BIG plays these: the Freudian nightmare of Oedipus the King (Sophocles), in which our hero realises he's killed his dad and shacked up with his mum; the fraternal squabbling of seven against Thebes (Aeschylus), in which brother sets upon brother in a fatal power struggle; and the public versus private tragedy of Antigone (Sophocles) in which a sister's need to grieve is at odds with a king's need to rule.
They've survived the millennia for a reason - their themes are at society's core, and we don't need this underlined. Yet so eager are the young actors in Mariela Stevenson's Factional Theatre production to emote that for much of this condensed Greek trilogy they lose sight of the causes and give us only the effects. We don't need to be shown grief, we need to feel it.

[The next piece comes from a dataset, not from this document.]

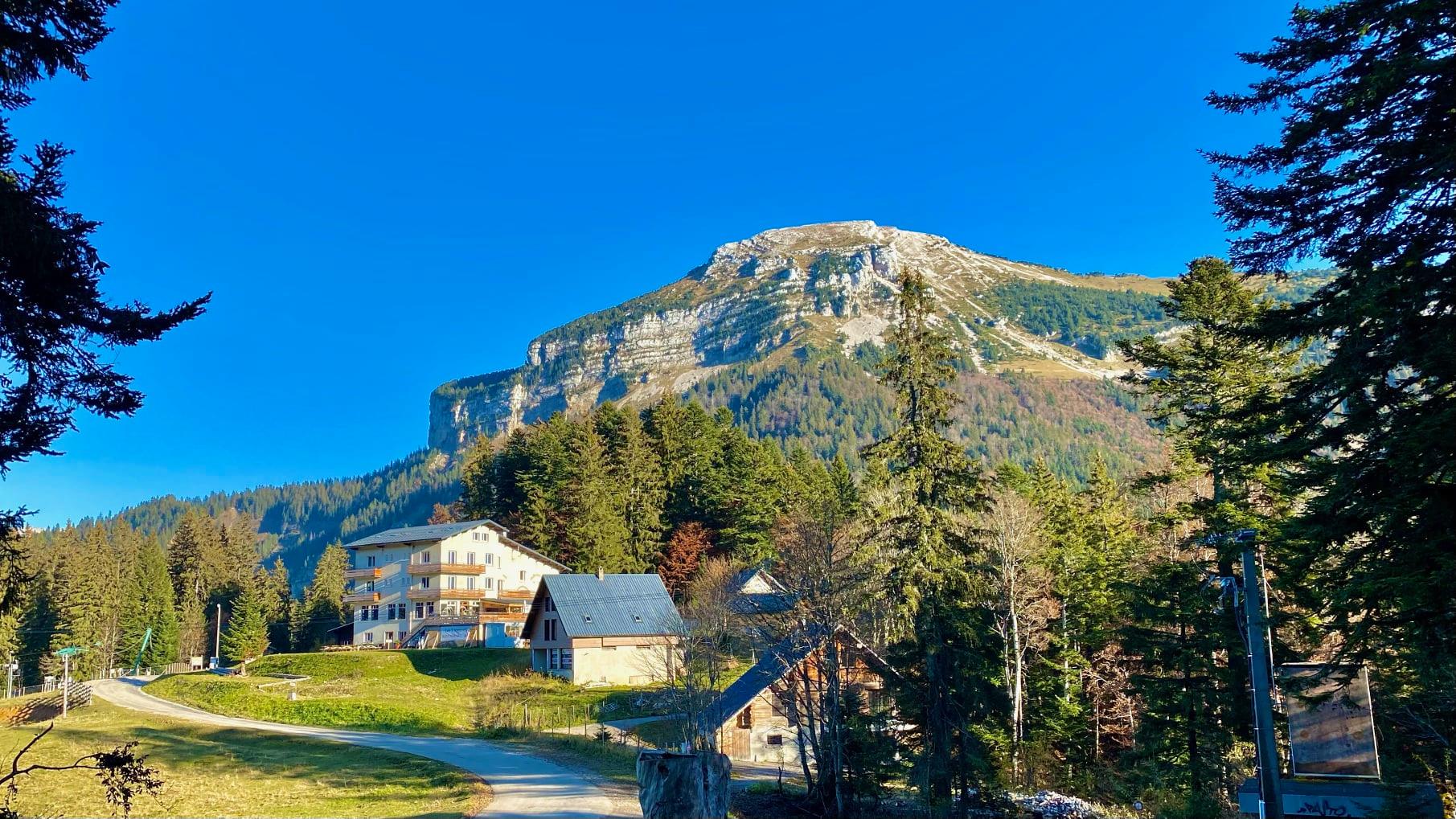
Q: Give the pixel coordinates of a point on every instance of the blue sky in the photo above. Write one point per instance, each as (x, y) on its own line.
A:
(385, 201)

It's not that Stevenson's not trying. Performed on a sandpit of a set, her production presents a very physical chorus, all fluttering hand gestures somewhere between prayer and possession, dancing one minute, collapsing the next. Sometimes such rehearsal-room exercises make sense of the text; as often as not they obscure it.
In the first play, and the lightning-fast second, there is too much Serious Acting but then in the final part, on steps Beth Marshall as Antigone and Mark Coleman as Creon, she with surefooted musicality, he with square-shouldered linguistic control, each a formidable opponent and at last we touch these eternal passions first-hand.
By the end, the Serious Acting has returned, but not before we've had a compelling glimpse of what Stevenson could have done with a more experienced company.